Feuerschutzsteueranmeldung

Die Steuernummer für Feuerschutzsteuer wurde Ihnen vom Bundeszentralamt für Steuern zugewiesen und mitgeteilt. Falls Ihnen noch keine Steuernummer mitgeteilt wurde, können Sie diese beim Bundeszentralamt für Steuern per E-Mail unter feuerschutzsteuer@bzst.bund.de erfragen und/oder beantragen.

Anmeldungszeitraum ist grundsätzlich der Kalendermonat (§ 8 Absatz 2 Feuerschutzsteuergesetz). Hat die Steuer für das vorangegangene Kalenderjahr insgesamt nicht mehr als 2 400 Euro betragen, ist Anmeldungszeitraum das Kalendervierteljahr. Hat die Steuer für das vorangegangene Kalenderjahr insgesamt nicht mehr als 400 Euro betragen, so ist Anmeldungszeitraum das Kalenderjahr. Für Versicherungsnehmer ist der Anmeldungszeitraum der Monat, in dem das Versicherungsentgelt gezahlt worden ist (§ 8 Absatz 4 Feuerschutzsteuergesetz).

Wenn die Steueranmeldung nicht rechtzeitig beim BZSt eingeht, kann ein Verspätungszuschlag (§ 152 Abgabenordnung) festgesetzt werden. Der Verspätungszuschlag darf 10% des anzumeldenden Steuerbetrages nicht übersteigen und höchstens 25.000 Euro betragen.

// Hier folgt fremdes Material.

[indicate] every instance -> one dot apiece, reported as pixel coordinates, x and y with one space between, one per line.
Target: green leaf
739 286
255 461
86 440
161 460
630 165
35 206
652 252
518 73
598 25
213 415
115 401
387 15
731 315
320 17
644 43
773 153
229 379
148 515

Werden die Steuern nicht bis zum Ablauf des Fälligkeitstages entrichtet, ist für jeden angefangenen Monat der Säumnis ein Säumniszuschlag (§ 240 Abgabenordnung) von 1 % des auf den nächsten durch 50 Euro teilbar abgerundeten rückständigen Steuerbetrages verwirkt. Falls Vollstreckungsmaßnahmen ergriffen werden müssen, entstehen dafür zusätzliche Kosten. Als Tag der Zahlung gelten: bei Überweisung oder Einzahlung der Tag, an dem der Betrag auf dem vom BZSt angegebenen Konto gutgeschrieben wird. Bei Übersendung eines Verrechnungsschecks der dritte Tag nach dem Tag des Eingangs beim BZSt.

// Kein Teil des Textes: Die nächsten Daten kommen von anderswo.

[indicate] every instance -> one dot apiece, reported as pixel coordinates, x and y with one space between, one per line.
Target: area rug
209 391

Hat der Versicherer in keinem Mitgliedstaat der Europäischen Union (EU) bzw. des Europäischen Wirtschaftsraumes (EWR) seinen Sitz und ist auch kein inländischer Bevollmächtigter bestellt, so hat der Versicherungsnehmer die Steuer anzumelden und zu entrichten (§ 5 Absatz 2 Feuerschutzsteuergesetz).

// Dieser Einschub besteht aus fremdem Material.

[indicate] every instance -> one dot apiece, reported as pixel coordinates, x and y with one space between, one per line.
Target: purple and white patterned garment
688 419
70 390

Versicherungsteuer gehört nicht zum Versicherungsentgelt (§ 4 Absatz 3 Feuerschutzsteuergesetz).
Versicherungsentgelte aus anderen Versicherungen, die teilweise auf Gefahren entfallen, die Gegenstand einer Feuerversicherung sein können, unterliegen nicht der Feuereschutzsteuer.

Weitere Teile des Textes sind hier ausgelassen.